I know that this is a very basic question. While learning electronics, I see the phrase "the impedance looking into X" very often (e.g. in The Art of Electronics, 3rd edition), but I haven't seen a clear definition. As someone with good background in physics, I can easily understand the meaning of "the electric potential at point Y" or "the current in some wire", but a similar phrase involving impedance is something completely new to me.

For example, in the following circuit, what is the impedance looking into Point A?

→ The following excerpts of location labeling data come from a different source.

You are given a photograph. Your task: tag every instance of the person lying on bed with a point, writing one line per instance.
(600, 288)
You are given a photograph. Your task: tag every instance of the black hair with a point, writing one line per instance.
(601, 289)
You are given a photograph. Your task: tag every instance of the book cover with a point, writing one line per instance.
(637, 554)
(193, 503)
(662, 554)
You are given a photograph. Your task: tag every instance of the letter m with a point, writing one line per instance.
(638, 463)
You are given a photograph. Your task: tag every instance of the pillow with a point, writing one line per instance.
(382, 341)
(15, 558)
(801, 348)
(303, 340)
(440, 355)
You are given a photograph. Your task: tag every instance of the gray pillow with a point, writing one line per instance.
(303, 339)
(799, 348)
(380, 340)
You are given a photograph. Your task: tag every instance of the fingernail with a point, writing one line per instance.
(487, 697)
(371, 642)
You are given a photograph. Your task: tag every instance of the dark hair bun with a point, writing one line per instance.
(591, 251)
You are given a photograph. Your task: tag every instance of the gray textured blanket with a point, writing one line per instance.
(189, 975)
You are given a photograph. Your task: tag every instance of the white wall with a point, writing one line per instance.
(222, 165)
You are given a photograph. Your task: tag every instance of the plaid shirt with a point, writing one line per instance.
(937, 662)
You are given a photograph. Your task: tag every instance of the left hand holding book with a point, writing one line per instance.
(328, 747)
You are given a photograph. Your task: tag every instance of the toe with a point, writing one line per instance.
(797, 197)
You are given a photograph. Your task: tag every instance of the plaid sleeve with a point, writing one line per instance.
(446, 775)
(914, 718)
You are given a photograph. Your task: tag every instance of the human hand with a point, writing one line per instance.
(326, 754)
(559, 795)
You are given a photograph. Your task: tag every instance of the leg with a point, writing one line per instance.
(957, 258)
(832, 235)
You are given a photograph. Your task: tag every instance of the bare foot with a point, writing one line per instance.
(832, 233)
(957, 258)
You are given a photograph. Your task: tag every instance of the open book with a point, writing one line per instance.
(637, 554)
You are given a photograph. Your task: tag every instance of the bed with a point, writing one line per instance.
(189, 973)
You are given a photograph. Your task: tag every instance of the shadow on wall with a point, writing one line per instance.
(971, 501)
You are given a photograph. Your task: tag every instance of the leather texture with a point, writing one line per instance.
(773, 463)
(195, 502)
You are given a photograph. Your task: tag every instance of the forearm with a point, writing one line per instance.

^{simulate this circuit – Schematic created using CircuitLab}

Answer 1

Impedance is defined as Z=U/I, so to define it you need two nets through which you define a current flowing and across which you define a voltage. "Looking into" is kind of a shorthand to talk about one net with respect to an implicitely defined local reference, with the added flexibility that the current out of the reference does not have to match the current into it:

Imagine you look at the current going into your desired net. You would call that looking into that net.

For example, the impedance looking into the base of a transistor is the impedance between the base and the emitter in a common emitter configuration (and yet the current into the base is much different from what flows out of the emitter). For a differential signal, it would be relative to the - terminal.

In your example, the impedance "looking into point A" is the impedance between A and GND, or 66.7kOhm following the base definition for impedance (open circuit voltage A-GND divided by short-circuit A-GND), but you can also consider that impedance is measured when all voltage sources are turned off - in this case 24V net shorted to GND => Z=R1//R2. Other tricks include looking for symmetry lines to find equipotential nets and short them to further simplify the circuit.

All of the above applies to steady-state/DC in linear circuits (i.e. only passives). You can do the same with dynamic signals and/or non-linear circuits by considering Z=dV/dI instead, as instantaneous/small-signal impedance around a DC bias point. It's basically like zooming in on the impedance plot (I=f(V)) that you would get "looking into" the net you want, until it's a line that's straight enough for your application: the system becomes by definition linear for small signals, and so you can solve the circuit one source ON at a time then sum the results.

Answer 2

Let's try this. Rather than thinking of the circuit as having an output at A, consider this circuit

^{simulate this circuit – Schematic created using CircuitLab}

and ask, "What will the AC at point A look like?"

You'll find that R1/R2/24V will behave like

^{simulate this circuit}

So, as far as V1 is concerned, when "looking into" the network, the network behaves like a 66.7 K resistor connected to a 16 volt supply. For AC purposes, the value of the supply doesn't matter, since it is fixed, and might as well be at zero for the purposes of AC analysis. So the impedance is 66.7 K.

Answer 3

You short the voltage source and find the resistance betwen the point and the ground. So you get $${200||100=66.7 k \Omega}$$

Answer 4

The "impedance observed at point P in a circuit" refers to the derivative of voltage with respect to current when considering a current source between GND and point P. You will see it referred as "small signal input impedance" in some sources.

The fact we are calculating impedance as \$ dV/dI\$ instead of \$ V/I \$ allows us to disregard the 24V source.